Сейчас раздаются растерянные вопросы: «Куда же нам плыть? Где наш «золотой век»? — Мы плывем среди развалин...». Правда, мало кого волнуют «эстетические» катастрофы, которые повергают в развалины былые одобрявшиеся свыше течения — скажем, серию книг и пьес так называемой «Ленинианы» (в первую очередь здесь можно вспомнить М. Шатрова с его серией пьес, посвященных Ленину), в которых являлся чисто условный Ленин.

Но как строить? Трудно принять как достойный ответ на запросы, ожидания времени, скажем, и эксперименты молодых авангардистов в поэзии и в прозе (А. Парщиков, Дм. Пригов) и особое крыло натурализма, проповедующее незаметное милосердие «маленьких поступков» и особый стиль «серым по серому» (Л. Петрушевская, В. Пьецух). Во всех этих потоках порой нет еще многомерности и глубины реализма. Они больше говорят об отказе от социалистической мечты и распаде повествовательных структур, чем о начале нового синтеза. В основном их новаторство заключается в механическом перенесении приемов постмодернизма на русскую почву, что всегда было типично для крайнего «европоцентризма». Они в отличие от Горького, Шолохова, Булгакова, Платонова как бы боятся большой истории, опять боятся народа и жизни. А что можно построить на основе «народо-боязни»? Пока главное завоевание — возможность оценить направление движения. От утопизма и мифологизма в сознании — к контролю народной жизни над доктринами и абстракциями, от узкой сферы ориентации в культуре — к открытой системе разнородных культурных взаимосвязей, к реализму без догматических «берегов». Россия знала множество бурь и потрясений, но в самые трудные мгновения она ждала прозрения — развития русской художественной мысли.

Академик Д. С. Лихачев уподобил нашу современную культуру ручной птице, выпускаемой «из клетки», не знающей, как ей «тратить» свободу: «...и когда птицу выпускают из клетки, она сталкивается с двумя трудностями. Прежде всего у нее слабые крылышки... И второе — у нее нет корма, хотя она привыкла в клетке его иметь»1.

Где взять крепкие крылья? Как найти смелость отлететь от разрушенной клетки? Как привыкнуть жить без команды?

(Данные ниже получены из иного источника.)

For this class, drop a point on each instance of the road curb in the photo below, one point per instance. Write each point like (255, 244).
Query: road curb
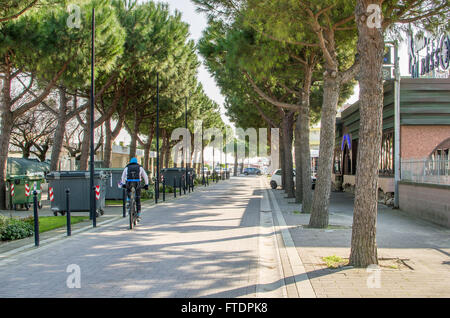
(302, 282)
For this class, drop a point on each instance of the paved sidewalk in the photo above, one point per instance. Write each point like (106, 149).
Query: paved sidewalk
(414, 254)
(112, 213)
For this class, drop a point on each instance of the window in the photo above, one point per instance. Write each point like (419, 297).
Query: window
(337, 165)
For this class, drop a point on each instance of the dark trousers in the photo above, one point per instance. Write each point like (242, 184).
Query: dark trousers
(137, 197)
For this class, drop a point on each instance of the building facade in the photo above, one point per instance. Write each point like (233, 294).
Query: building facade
(424, 143)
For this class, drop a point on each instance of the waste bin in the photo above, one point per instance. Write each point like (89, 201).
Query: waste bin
(172, 175)
(79, 184)
(113, 189)
(20, 191)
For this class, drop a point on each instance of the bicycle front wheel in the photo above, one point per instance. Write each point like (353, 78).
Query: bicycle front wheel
(132, 209)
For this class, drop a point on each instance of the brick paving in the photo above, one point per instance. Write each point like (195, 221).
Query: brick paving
(227, 241)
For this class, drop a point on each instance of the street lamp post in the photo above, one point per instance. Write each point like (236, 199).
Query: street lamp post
(157, 140)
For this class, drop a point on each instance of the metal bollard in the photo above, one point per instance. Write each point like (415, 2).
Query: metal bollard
(156, 192)
(124, 203)
(69, 224)
(94, 203)
(36, 219)
(164, 189)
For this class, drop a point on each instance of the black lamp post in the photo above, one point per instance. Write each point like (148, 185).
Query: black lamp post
(157, 140)
(92, 167)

У Н. А. Бердяева есть интересная мысль о воздействии внешнего стеснения на пробуждение внутренней свободы инициативы в создании продуктов творчества. «Парадокс истории мысли в том и заключается, — писал он — что мысль часто бывает внутренне максимально свободной при внешней максимальной стесненности. Свобода как бы нуждается в сопротивлении. И дай Бог, чтобы, когда наступит у нас время большей внешней свободы, сохранилась у нас прежняя внутренняя свобода мысли»2.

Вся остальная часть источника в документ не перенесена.